Although that should be the end of the madness, it may not be. On January 6, one-fifth of the House and one-fifth of the Senate can claim that the Pennsylvania Supreme Court acted improperly by counting these ballots, in defiance of state law. They can assert that they have the right to interpret the law independently, and that Pennsylvania has acted lawlessly. The good news here is that Congress in 2022 foreclosed that independent congressional-determination route, and said that court decisions are binding on Congress when it acts on January 6. But there is room for tendentious arguments about what Congress actually legislated, and some (including Senator Ted Cruz) have already said they believe that the 2022 act is unconstitutional. So despite Congress’s very strong 2022 efforts in this regard, an unprincipled House and Senate could try to assert these powers. The assertion of such powers would be bogus, but a debate on the floor would then ensue, and if a raw majority of the House and Senate sustain the objection—no matter how specious it is—Pennsylvania’s 19 electoral votes would be struck, leaving 258 electoral votes for Harris and 260 for Trump. Trump would then be declared the president.

Such a decision could and should be contested in court, and challenged all the way to the United States Supreme Court, where the challenge should win. Congress would be defying the parts of the 2022 law that tightly restricted the types of objections, as well as provisions in the law that make court determinations conclusive on Congress. The question is, if Congress acts lawlessly, what will the Supreme Court do about it? Some are pointing to the Court’s recent decision to permit Virginia to strike 1,600 individuals from the voting rolls as evidence of its politicization, but defenders of the Court can point to the fact that it stayed out of the mischief in 2020, with hopes that it will act responsibly again in this go-round.
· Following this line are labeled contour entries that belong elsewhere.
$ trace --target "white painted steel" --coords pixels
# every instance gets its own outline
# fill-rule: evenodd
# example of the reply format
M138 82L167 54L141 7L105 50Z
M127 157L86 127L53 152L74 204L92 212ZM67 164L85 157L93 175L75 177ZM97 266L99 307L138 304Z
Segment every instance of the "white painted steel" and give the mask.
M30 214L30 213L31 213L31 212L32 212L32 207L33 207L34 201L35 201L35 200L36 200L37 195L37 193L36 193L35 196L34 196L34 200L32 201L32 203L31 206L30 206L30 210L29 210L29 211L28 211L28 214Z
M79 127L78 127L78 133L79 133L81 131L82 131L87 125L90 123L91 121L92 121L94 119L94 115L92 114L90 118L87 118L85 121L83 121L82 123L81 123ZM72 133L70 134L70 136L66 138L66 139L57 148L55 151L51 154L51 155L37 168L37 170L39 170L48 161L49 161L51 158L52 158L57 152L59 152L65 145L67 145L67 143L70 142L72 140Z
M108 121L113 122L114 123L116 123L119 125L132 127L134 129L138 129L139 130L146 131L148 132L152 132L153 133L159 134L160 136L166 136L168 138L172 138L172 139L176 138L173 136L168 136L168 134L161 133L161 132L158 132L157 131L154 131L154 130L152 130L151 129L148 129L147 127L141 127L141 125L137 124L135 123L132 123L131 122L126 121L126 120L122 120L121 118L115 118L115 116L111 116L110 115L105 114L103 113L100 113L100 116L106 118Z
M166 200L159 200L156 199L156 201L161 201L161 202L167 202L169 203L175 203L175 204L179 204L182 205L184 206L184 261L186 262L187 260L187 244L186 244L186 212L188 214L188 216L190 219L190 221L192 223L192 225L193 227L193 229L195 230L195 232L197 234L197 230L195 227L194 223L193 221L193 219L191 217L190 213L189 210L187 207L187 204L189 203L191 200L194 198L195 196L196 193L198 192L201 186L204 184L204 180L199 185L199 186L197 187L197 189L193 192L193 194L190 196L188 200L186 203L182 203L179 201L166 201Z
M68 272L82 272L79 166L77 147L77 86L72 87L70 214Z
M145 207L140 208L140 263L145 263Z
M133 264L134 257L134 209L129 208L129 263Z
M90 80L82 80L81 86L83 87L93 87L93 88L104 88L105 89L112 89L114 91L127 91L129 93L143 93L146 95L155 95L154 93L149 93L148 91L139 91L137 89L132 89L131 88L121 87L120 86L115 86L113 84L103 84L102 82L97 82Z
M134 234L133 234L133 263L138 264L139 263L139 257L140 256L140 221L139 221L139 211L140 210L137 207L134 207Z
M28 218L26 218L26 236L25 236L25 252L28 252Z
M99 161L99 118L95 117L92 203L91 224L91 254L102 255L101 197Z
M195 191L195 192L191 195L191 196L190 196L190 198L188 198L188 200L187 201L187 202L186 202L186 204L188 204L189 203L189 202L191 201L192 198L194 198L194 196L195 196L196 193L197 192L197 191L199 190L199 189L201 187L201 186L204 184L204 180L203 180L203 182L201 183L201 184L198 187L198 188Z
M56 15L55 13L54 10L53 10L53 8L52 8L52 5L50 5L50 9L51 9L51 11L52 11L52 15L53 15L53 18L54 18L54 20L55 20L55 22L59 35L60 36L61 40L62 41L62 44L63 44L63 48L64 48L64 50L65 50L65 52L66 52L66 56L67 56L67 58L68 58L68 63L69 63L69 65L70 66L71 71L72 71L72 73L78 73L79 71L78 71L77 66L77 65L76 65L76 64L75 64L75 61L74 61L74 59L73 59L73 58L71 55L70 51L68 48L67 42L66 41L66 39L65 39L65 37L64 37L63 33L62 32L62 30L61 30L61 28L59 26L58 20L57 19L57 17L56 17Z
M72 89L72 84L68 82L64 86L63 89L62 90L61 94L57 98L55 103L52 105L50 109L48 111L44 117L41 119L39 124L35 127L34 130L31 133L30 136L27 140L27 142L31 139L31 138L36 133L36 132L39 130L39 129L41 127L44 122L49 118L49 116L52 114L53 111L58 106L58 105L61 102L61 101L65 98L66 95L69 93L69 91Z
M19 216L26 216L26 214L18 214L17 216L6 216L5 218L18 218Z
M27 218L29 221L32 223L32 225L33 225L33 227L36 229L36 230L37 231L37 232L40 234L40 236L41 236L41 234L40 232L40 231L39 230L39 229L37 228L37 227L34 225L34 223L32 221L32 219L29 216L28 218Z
The situations are, however, different. The 2020 request was on the part of the mischief makers, asking for the Court to affirmatively intervene in Trump’s favor—something the Court was apparently loath to do. This time, nonintervention favors Trump. The Court can say it is acting neutrally by not hearing the case and, by doing so, effectively hand the presidency to Trump in defiance of the will of the people.

[Read: The Democratic theory of winning with less]

The Supreme Court, of course, is fully capable of realizing the difference between affirmatively intervening in 2020 (where it was being asked to facilitate Trump’s theft of the election) and 2024 (where it would be asked to prevent such a thing). A decision to stay out in the face of congressional lawlessness should be unthinkable. And let us hope that it is (recall the Court just last year in Moore v. Harper rejected, by a 6–3 vote, a Republican Party theory that would have given it an immense advantage in federal elections). But just in case, one important thing must be done to prevent this nightmare from unfolding: vote.

If as a result of the vote on November 5, Harris claims a decisive victory in the Electoral College, then there is little to fear, much as Trump might try to fight it. And even if the Electoral College is close, remember that Americans also vote for the House and the Senate on November 5. And the new House and Senate, not the existing ones, will make all of the decisions outlined above on January 6, 2025. If the Democrats control the House, or hold the Senate, this divided government will prevent the nightmare scenario from coming to fruition. And even if the Republicans control both houses in 2025, electing people who will honor the language and purpose of the 2022 Electoral Count Reform Act—which, again, was written to prevent this scenario—will put an end to the madness.

So when you vote, vote for candidates who will ensure that the will of the people will govern. James Madison in “Federalist No. 55” reminds us that the “degree of depravity in mankind … requires a certain degree of … distrust,” but “there are other qualities in human nature which justify a certain portion of esteem and confidence.” Republican government, Madison went on, depends on the latter. Let us pray that those qualities lead Americans to the polls on Tuesday and, once there, that they vote to protect our democracy.